The Series II BMW engine fires in­stantly. Its voice is healthy but lean. It doesn't hunt or pop or race, but there's anticipation in its complexity. Anticipation, in this 24-injector version, of 433 kW and 603 Nm delivered at near peak revs of 7300 rpm. I'm just examining the rev counter bang in front of JP (zero rpm is about four o'clock on the dial, the 7500 rpm deadline at noon), when Palmer blips the throttle, goes back and to the left for reverse and backs out of the pit garage. He's talking again.

"It's not just about power, this engine. There's staggering flexibility, too." To make the point he accelerates to about 24 km/h in first (about 2000 rpm) then goes right across the stubby little gate to sixth, re-engages the medium weight clutch and drives on. The engine doesn't give a monkey's. It keeps pulling and would keep doing so, had it the space to run to 350 km/h and beyond.

Even on Silverstone's narrow connect­ing roads Palmer's blipping the drilled pedal, dipping his toes into the 6.1 litre's honey-pot. And with it - but only for an instant, so quickly do the revs rise and fall of this aluminium flywheeled V12 - is the BMW's howl of exertion.

Out on the road there's little time for extended exposure to high terminal speeds and, with the BMW redefining responsiveness, our quick blasts round the speedo come and go quicker than you'd notice. There is time to appreciate, by proxy, the F1 's traction and handling. Its wheels only ever spun in first, so four-square does it address the road.

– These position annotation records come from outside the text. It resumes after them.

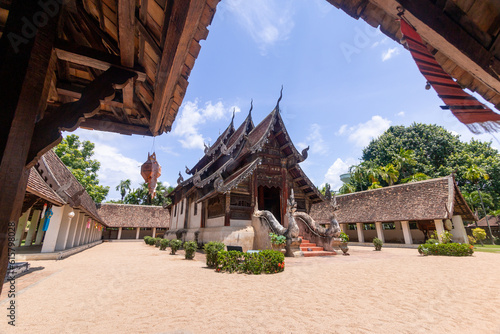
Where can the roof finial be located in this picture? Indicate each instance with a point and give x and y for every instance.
(278, 103)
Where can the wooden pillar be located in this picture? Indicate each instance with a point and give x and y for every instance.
(284, 192)
(227, 216)
(33, 224)
(380, 231)
(26, 69)
(361, 236)
(21, 225)
(405, 226)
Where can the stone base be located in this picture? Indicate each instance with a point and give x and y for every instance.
(293, 248)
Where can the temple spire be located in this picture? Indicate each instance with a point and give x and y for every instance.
(278, 103)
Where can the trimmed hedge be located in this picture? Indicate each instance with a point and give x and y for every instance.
(211, 250)
(190, 248)
(451, 249)
(268, 261)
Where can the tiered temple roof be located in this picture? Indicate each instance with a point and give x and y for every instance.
(235, 156)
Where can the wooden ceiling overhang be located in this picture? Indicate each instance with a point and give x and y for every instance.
(463, 35)
(157, 41)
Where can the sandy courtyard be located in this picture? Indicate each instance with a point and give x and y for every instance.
(134, 288)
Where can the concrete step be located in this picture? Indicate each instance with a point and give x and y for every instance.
(319, 253)
(312, 248)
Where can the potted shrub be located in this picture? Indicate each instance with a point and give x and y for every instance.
(175, 245)
(190, 248)
(277, 241)
(164, 244)
(344, 239)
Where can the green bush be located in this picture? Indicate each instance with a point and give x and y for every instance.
(268, 261)
(190, 247)
(432, 241)
(158, 242)
(211, 250)
(451, 249)
(228, 261)
(164, 244)
(377, 243)
(175, 245)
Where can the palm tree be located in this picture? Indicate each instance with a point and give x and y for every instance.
(474, 174)
(404, 157)
(389, 174)
(123, 187)
(415, 178)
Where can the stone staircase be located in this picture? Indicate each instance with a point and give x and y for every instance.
(310, 249)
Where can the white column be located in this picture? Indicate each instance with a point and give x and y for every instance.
(458, 230)
(62, 238)
(21, 225)
(359, 229)
(72, 230)
(380, 231)
(405, 226)
(33, 224)
(79, 229)
(439, 227)
(49, 243)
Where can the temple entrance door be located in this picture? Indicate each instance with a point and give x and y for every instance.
(269, 199)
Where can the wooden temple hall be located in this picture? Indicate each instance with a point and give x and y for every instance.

Palmer's skill makes our exit from round­abouts a beautiful four-wheel drift.

Palmer, who will stick with McLaren throughout development, then run the driver training program it will offer to buyers, is clearly entranced by the car.

Out on the circuit Palmer goes into controlled attack mode, braking (but only just) for Stowe at 280 km/h. Fully sorted, he reckons 300 km/h would be easy.

His lap is one of extremes, whether flat round Copse in fifth, or slip-sliding through the new complex as he constantly alters the F1’s attitude with intensive throttle modulation.

"You couldn't do that in an F40," he was to say later, "you either spin off or understeer off. The F1 just understeers mildly, then you decide what to do. You can play tunes on this throttle."

Palmer's music making is cut short by the failure of a gearbox oil seal. The test session is cut short. There's a lot of work still to do. New production director and ex-Lotus Elan troubleshooter Derek Wae­land has estimated that XP3 is only 20 per cent of the way there.

There's more to be done on the ride with Bilstein, although only the high pis­ton velocity stuff - big ridges and dips. The chassis will be returned to give a little more oversteer, and there's a decision to be made on how much of that noise should be removed from the cockpit - the current favoured solution is to offer three levels of sound proofing.

But the car, essentially right out of the box, will take its drivers closer to grand prix speeds than they could ever have imagined. Yet at the same time its trac­tability, sensible ratios, air-con (Palmer was the only sweaty one at Silverstone), and the sheer efficiency of the car (they talk about 14 L/100km at McLaren) means it's no temperamental brute that only puts a smile on your face once a month. If Palmer's exuberance is any­thing to go by, you're never likely not to enjoy the F1.

Ron Dennis explained why the F1 is embellished by none of the systems his grand prix cars have; no anti-lock brakes, no traction control, no active ride, no semi-automatic. "The F1," he says, "is all about the sheer pleasure of knowing that what's doing it right, is you."